If we review the analysis of the vote in the House of Representatives we shall see that the entire West—taking the Appalachian range as the dividing line, for that period, between the East and the West—was for the bill, while the whole East, with the exception of Maryland, which was specially interested in the road, was either against it or indifferent to it. The Eastern Commonwealths had made their roads with Commonwealth money, and did not wish to assist the Western Commonwealths to make theirs by giving them national money with which to do it. The West, on the other hand, was new and comparatively poor, and wanted the nation to help it out of the mud. This is unquestionably the plain statement of the situation from the point of view of interests. The interests of slavery played but little part, if any at all, in the distribution of the vote.

President Monroe's
veto, and
communication
of May 4th, 1822.

President Monroe promptly vetoed the bill, on the ground that it was in excess of the powers granted to Congress by the Constitution. He also sent a communication, of the same date as the veto, to the House of Representatives, explaining his views upon those principles of the Constitution generally, and upon those provisions specially, which could be regarded as vesting powers in the general Government concerning internal improvements. The paper is prolix, confused, and confusing, but, upon the specific question at issue, the propositions advanced are definite and intelligible. He held that the power of Congress in regard to internal improvements was to be found in the Constitution only by implication, by implication from the power to appropriate money, and that, therefore, its nature and limitations were to be drawn from the character of the power to appropriate money. He contended, on the one side, that the power of Congress to appropriate money was not limited to the objects enumerated in the Constitution, but was, on the other side, limited by the spirit of the Constitution to national purposes. He concluded, therefore, that Congress was empowered to appropriate money to internal improvements of a national character. But he asserted that Congress could not, under the power to appropriate money, establish jurisdiction over such improvements, or authorize the executive department of the Government to administer them. The bill in question did just that, and it was for this reason that the President returned it with his objections.

President Monroe's
argument, and the
vote upon the veto.

The President's views were apparently convincing to many who had voted for the bill. Upon its passage, the vote in the House of Representatives was eighty-seven for, and sixty-eight against, the measure. After the veto, it stood sixty-eight yeas and seventy-two nays.

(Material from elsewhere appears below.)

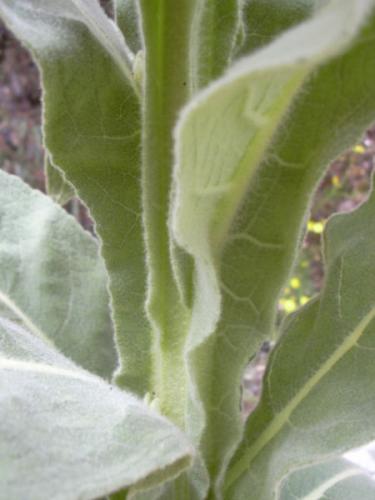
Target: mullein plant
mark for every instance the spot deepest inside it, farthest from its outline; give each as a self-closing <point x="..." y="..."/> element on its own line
<point x="195" y="132"/>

It may be safely assumed that the view expressed by President Monroe in the paper accompanying the veto of this bill was the view which prevailed throughout the country in the year 1824. It may be also said that the power of Congress to authorize the President to expend the appropriation by causing the improvements to be planned and constructed was generally regarded, in 1824, as a necessary consequence of the power to appropriate money for the same. The acts of Congress appropriating money for the construction and repair of roads, canals, etc., after, as well as before, that date, seem to proceed upon this theory.